Once you are in the YARN ResourceManager
page, then click to select the Apache Flink application that is already running, and then click the ApplicationMaster
URL to go the Apache Flink Web Dashboard
. Finally, click the Submit new Job
option from the menu on the left hand side. Once you have uploaded the consumer JAR file, you will have the option to set the below parameters as the Program Arguments
. You can also set the Parrallism
value to 2
, otherwise, it will be defaulted to 1
which is sufficient to run the consumer application for this blog.
--region us-east-1 --stream <stream-name> --es-endpoint <es-domain-endpoint> --sns-topic-arn <sns-topic-arn>
Run the IoT simulator producer application
Finally, to run the simulator JAR you need to provide the required arguments as below:
% java -jar iot-simulator-latest.jar -endpoint <aws-iot-endpoint> -topic <aws-iot-topic> -cert <aws-iot-certificate-file-name> -pk <aws-iot-private-key-file-name> -d
Optional: Building the Apache Flink Kinesis connector
Apache Flink Kinesis connector is not part of the official release due to licensing issue, therefore, one have to build it from source to programmatically connect to Amazon Kinesis Data Streams service providing the proper AWS SDK and Hadoop release versions in the corresponding Amazon EMR release based on the documentation here that you are going to use as well as the latest AWS KCL and KPL release versions. For the convenience of the end-users, here we have included the complied connector library for the Apache Flink version 1.5.0.
% wget -qO- https://github.com/apache/flink/archive/release-1.5.0.zip | bsdtar -xf-
% cd flink-release-1.5.0
% mvn clean package -Pinclude-kinesis -DskipTests -Dhadoop-two.version=2.8.4 -Daws.sdk.version=1.11.336 -Daws.kinesis-kcl.version=1.9.0 -Daws.kinesis-kpl.version=0.12.9
Once the compilation process is completed, then the packaged connector library will be found under the flink-connectors/flink-connector-kinesis/target/
directory. You should add the connector to your local Maven repository and also add dependency details for this library into your POM.xml or gradle.build file accordingly.
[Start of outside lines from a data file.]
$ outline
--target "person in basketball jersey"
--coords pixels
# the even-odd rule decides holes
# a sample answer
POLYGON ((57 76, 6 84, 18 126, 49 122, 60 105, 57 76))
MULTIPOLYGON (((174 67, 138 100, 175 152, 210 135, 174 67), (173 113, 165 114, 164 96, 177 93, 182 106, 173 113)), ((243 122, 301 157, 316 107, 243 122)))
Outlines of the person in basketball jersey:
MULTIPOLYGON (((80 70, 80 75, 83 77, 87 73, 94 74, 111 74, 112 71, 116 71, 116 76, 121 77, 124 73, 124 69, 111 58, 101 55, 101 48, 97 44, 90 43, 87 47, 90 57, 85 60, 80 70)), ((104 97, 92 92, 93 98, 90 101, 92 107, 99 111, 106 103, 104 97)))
% mvn install:install-file -Dfile=libs/flink-connector-kinesis_2.11-1.5.0.jar -DgroupId=org.apache.flink -DartifactId=flink-connector-kinesis_2.11 -Dversion=1.5.0 -Dpackaging=jar
POM.xml
<dependency>
<groupId>org.apache.flink</groupId>
<artifactId>flink-connector-kinesis_2.11</artifactId>
<version>1.5.0</version>
<scope>compile</scope>
</dependency>
build.gradle
compile group: 'org.apache.flink', name: 'flink-connector-kinesis_2.11', version: '1.5.0'
For the purpose of this blog, you should not need to build this connector by yourself as its been already provided with the flink-cep-consumer package and will be bundled inside the uber JAR when you will build the package using Gradle. Further details can be found here.